♥ARTI CINTA SESUNGGUHNYA♥
Siti Syofiatun N. (sahabatku, red).
Hujan
turun lagi pagi ini. Dinginnya cuaca menemani
perjalananku menuju sekolahku tercinta. Langit mendung diatas sana. Aku
tersenyum sendiri tanpa kusadari. “Ya
Tuhan, terima kasih untuk hujan yang Kau
turunkan hari ini. Semoga saja hujan ini membawa berkah untuk kami semua.”
Doaku dalam hati.
Rintik-rintik
hujan yang turun menciptakan titik-titik air di atas kaca depan mobil. Ayah mengemudi dengan tenang di sebelahku
sambil bersenandung ria. Akupun tersenyum melihatnya.
Hari
ini adalah hari pertama aku masuk ke kelas baruku sebagai siswi kelas XII-IPA
di SMA Nusantara di daerah Jakarta Timur. Di dalam hati aku bertanya-tanya “Siapa sajakah teman baruku di kelas ini?
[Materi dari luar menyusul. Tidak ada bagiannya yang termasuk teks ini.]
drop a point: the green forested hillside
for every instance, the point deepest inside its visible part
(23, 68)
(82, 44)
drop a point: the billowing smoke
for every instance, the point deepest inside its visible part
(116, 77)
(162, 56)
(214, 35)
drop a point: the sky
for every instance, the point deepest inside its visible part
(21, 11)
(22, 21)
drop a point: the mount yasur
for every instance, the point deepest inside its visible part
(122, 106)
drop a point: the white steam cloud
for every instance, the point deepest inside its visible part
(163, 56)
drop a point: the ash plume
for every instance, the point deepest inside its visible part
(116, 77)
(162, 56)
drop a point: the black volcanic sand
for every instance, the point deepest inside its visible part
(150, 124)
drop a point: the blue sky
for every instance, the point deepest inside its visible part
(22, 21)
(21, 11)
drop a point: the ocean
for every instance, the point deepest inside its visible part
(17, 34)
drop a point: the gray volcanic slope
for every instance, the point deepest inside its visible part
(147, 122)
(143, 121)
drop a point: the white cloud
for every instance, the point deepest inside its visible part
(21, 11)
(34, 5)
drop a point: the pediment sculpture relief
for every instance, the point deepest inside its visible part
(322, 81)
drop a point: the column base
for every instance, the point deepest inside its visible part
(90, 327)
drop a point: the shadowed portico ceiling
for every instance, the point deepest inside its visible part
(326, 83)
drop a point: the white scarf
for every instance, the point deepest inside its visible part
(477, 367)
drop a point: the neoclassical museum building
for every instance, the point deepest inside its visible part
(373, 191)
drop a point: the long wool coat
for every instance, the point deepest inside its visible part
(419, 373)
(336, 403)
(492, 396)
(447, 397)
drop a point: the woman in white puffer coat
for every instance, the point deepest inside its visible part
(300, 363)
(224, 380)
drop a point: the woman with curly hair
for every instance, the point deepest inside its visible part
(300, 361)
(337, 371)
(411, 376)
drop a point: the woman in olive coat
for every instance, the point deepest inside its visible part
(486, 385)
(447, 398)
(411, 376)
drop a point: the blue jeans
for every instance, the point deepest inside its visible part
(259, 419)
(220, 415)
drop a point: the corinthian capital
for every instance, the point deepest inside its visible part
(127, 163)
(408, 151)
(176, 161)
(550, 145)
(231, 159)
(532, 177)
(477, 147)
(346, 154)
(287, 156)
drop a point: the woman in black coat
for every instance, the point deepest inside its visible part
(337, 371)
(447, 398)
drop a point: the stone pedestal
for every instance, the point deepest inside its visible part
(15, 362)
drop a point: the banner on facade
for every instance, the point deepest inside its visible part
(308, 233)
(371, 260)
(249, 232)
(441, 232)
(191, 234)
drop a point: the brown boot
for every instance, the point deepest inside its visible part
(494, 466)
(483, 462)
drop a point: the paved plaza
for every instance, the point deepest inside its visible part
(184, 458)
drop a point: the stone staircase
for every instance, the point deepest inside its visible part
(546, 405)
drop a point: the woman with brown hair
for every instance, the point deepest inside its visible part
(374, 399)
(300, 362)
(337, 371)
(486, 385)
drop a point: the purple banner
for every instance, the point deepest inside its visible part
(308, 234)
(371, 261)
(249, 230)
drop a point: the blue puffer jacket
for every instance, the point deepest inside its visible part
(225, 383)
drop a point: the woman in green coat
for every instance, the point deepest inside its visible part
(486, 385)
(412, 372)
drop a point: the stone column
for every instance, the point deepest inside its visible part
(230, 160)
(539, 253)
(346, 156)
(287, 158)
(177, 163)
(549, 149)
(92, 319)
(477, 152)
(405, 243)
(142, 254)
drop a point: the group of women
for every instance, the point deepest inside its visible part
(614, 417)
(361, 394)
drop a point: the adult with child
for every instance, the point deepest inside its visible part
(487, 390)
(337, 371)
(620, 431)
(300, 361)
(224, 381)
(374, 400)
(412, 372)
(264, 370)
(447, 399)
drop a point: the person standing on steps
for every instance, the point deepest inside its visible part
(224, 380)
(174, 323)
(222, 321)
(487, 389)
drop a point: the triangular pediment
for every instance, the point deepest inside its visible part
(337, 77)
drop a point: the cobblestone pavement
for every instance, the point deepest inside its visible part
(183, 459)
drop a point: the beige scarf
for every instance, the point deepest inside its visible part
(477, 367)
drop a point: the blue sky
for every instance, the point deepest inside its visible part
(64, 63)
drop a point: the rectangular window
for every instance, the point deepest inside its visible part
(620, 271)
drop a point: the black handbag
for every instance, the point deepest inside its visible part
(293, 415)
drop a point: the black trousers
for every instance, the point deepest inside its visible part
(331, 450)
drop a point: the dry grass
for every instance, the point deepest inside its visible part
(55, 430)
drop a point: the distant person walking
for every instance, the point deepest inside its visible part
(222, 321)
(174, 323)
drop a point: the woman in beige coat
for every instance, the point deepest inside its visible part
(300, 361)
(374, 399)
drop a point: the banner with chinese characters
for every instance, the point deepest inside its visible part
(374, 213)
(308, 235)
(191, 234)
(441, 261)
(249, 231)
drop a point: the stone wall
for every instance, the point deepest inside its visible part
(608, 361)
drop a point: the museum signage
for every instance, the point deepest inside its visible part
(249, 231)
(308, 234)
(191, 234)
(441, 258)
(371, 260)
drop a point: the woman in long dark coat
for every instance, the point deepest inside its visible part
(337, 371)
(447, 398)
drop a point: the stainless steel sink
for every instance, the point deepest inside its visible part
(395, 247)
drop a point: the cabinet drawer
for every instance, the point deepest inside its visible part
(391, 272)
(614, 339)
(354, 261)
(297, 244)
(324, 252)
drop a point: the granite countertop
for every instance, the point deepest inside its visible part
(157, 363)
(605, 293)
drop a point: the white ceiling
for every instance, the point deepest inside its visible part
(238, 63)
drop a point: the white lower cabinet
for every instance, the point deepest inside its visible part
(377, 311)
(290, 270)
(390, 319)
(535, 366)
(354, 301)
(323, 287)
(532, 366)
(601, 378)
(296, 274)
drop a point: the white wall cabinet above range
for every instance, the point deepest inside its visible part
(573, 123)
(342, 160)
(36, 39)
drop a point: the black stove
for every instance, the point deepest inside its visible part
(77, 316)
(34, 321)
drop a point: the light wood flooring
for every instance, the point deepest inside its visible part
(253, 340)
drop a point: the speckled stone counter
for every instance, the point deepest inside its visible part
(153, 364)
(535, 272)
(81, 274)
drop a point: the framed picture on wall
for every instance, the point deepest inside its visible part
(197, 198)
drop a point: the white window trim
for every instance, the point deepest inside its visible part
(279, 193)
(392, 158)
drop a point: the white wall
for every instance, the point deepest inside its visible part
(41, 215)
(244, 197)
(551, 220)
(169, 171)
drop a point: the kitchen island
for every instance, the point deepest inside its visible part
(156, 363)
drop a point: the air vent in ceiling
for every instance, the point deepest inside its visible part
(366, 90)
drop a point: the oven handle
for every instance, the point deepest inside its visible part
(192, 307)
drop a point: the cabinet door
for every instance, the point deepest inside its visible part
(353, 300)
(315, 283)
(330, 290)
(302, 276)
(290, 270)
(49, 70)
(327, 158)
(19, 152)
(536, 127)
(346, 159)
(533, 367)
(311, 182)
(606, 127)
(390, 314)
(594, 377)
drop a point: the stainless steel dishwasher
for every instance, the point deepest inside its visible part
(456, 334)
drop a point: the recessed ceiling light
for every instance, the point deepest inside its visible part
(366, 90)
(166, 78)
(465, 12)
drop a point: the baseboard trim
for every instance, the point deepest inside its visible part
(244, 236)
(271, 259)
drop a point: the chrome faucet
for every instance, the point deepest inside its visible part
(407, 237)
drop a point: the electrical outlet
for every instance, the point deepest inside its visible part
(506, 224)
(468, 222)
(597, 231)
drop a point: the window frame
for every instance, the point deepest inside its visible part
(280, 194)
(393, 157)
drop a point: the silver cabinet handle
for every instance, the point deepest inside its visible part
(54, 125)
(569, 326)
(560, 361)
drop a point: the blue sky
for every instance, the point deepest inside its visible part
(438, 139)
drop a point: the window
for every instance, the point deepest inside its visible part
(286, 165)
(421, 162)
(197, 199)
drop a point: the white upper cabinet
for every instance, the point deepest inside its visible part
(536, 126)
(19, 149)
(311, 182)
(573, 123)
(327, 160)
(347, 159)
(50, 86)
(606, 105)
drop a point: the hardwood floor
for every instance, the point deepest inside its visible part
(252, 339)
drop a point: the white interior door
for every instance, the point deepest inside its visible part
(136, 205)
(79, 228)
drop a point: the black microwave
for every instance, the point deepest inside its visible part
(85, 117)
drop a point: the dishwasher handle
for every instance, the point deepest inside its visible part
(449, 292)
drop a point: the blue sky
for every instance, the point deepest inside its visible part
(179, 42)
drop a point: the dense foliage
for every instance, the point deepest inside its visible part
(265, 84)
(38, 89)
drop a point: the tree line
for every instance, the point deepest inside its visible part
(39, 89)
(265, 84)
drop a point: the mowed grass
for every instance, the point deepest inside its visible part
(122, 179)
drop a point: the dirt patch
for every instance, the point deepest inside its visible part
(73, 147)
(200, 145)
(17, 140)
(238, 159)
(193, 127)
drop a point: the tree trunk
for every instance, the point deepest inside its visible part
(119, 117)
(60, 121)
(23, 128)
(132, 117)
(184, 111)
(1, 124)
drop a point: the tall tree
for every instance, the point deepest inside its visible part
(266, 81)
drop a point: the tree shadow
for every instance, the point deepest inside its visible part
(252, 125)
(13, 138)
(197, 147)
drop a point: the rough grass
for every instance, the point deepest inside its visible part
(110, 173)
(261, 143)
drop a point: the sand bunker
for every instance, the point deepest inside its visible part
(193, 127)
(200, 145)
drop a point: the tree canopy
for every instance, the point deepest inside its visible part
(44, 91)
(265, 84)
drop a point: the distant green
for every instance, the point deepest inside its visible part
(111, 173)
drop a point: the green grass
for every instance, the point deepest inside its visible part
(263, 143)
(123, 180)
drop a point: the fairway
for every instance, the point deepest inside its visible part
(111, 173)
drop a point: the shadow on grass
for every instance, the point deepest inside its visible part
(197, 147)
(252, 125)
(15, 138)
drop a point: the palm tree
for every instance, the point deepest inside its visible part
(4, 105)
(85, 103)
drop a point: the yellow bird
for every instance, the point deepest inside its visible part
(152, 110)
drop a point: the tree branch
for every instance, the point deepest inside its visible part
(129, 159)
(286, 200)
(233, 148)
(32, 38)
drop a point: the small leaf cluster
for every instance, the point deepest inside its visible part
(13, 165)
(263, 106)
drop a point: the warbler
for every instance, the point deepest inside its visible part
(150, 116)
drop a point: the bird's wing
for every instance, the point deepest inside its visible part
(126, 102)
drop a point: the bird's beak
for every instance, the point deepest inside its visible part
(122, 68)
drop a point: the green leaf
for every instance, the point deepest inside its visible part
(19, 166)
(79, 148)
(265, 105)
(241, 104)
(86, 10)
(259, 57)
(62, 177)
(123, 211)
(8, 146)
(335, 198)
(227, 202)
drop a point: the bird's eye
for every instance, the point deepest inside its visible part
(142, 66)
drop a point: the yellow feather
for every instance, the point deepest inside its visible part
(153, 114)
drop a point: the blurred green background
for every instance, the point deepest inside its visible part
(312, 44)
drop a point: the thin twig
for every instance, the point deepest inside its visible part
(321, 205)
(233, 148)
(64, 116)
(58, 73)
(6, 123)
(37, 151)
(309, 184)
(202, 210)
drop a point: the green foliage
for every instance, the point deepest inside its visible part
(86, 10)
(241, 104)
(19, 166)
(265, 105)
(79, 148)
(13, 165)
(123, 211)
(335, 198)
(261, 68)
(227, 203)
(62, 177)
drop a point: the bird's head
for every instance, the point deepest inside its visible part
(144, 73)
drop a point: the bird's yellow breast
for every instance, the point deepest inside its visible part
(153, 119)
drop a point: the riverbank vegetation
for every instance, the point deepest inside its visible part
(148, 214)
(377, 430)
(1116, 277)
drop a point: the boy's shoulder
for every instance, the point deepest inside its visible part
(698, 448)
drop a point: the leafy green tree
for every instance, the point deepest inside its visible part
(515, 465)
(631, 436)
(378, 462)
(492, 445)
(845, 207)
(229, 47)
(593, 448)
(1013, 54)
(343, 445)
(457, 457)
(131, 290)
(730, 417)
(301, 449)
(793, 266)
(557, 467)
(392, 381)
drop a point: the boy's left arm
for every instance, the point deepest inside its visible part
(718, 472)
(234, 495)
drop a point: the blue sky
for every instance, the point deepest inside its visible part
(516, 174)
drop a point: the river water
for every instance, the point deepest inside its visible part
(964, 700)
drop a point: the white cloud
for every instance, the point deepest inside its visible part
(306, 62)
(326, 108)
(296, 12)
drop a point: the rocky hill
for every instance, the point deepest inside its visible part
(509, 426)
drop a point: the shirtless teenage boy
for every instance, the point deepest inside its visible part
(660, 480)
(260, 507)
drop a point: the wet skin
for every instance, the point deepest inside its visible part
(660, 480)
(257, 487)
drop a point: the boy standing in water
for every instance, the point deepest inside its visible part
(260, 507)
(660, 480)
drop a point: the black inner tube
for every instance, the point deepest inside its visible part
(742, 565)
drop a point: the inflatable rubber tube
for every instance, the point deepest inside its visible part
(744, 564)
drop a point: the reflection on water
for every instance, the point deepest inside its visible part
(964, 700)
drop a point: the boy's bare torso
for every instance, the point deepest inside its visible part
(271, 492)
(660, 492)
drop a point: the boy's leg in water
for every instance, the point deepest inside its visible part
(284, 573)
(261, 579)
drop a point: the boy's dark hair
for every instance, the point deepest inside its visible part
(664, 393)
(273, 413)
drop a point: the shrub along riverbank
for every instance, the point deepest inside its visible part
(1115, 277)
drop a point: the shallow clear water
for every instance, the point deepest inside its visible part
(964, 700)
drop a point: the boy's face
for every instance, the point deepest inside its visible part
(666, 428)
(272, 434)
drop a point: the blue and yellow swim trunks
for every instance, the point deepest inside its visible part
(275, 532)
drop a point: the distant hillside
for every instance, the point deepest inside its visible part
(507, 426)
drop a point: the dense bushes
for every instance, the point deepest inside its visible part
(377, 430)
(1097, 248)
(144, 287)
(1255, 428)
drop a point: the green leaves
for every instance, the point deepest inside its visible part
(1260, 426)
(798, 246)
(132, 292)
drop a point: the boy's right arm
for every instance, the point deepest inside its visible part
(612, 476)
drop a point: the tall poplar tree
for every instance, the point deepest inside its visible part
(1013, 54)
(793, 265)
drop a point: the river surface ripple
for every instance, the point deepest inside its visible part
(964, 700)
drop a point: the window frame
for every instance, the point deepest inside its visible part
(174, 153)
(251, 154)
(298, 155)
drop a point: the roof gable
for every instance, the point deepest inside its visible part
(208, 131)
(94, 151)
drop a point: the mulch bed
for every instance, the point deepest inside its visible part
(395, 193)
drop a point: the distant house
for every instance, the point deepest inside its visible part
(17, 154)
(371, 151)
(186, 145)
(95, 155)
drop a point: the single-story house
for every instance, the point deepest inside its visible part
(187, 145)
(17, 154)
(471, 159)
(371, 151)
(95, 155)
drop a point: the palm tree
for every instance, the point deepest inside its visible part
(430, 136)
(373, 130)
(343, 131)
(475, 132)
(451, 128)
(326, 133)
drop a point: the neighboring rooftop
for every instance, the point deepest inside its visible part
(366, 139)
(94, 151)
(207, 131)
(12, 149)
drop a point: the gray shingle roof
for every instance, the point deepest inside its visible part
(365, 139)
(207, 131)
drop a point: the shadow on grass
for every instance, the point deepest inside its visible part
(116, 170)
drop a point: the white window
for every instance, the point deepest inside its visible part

Karena terjadi pengacakan siswa untuk setiap tahun ajaran baru.”
***
“Ayah,
aku masuk ke sekolah dulu, ya?” kataku sambil membuka pintu mobil. “Iya sayang,
hati-hati.” Aku tersenyum menanggapi kata-kata ayahku. “Assalammualaikum, yah.”
Aku mencium tangan ayahku sebelum memasuki gerbang sekolah. “Wa’alaikum salam,
sayang.” Senyum ayah mengiringi kepergianku.
Aku
berjalan menyusuri koridor sekolah. “Ternyata
kangen juga, ya sama sekolah ini setelah 2 minggu liburan.” Kataku dalam
hati sambil memperhatikan deretan kelas yang ada di sebelahku. Aku tersenyum
sepanjang perjalanan, senang rasanya bisa bertemu kembali dengan teman-teman.
BUUKK!!!
Tiba-tiba sesuatu yang berat menabrak badanku dari arah depan. Tak terasa aku
jatuh terpental ke lantai. Semua buku yang kugenggam tadi jatuh berhamburan di
atas lantai. Aku bangun dari posisiku yang dilihatin banyak orang. Cepat-cepat
aku melihat orang yang telah menabrakku dengan kurangajarnya.
Ternyata
orang itu juga jatuh di atas lantai. Dia ikut bangun dari atas lantai. “Maaf...
Maaf. Aku tidak bermaksud untuk menabrakmu. Aku sedang terburu-buru tadi.”
Katanya sambil merapikan buku-bukuku yang bergeletakan di lantai tanpa
memandangku sama sekali.
Aku
berjongkok di depannya, ikut mengambil buku-bukuku yang terjatuh di lantai. Aku
berdiri dan dia pun juga ikut berdiri. Saat itulah untuk pertama kalinya sejak
kejadian tadi aku benar-benar melihat wajah orang itu. “OMG!! Itu Arya, cowok terkeren, tertampan, terkaya, dan terpopuler di
sekolahku.” Aku menutup mulutku yang terbuka tidak sopan saking kagetnya.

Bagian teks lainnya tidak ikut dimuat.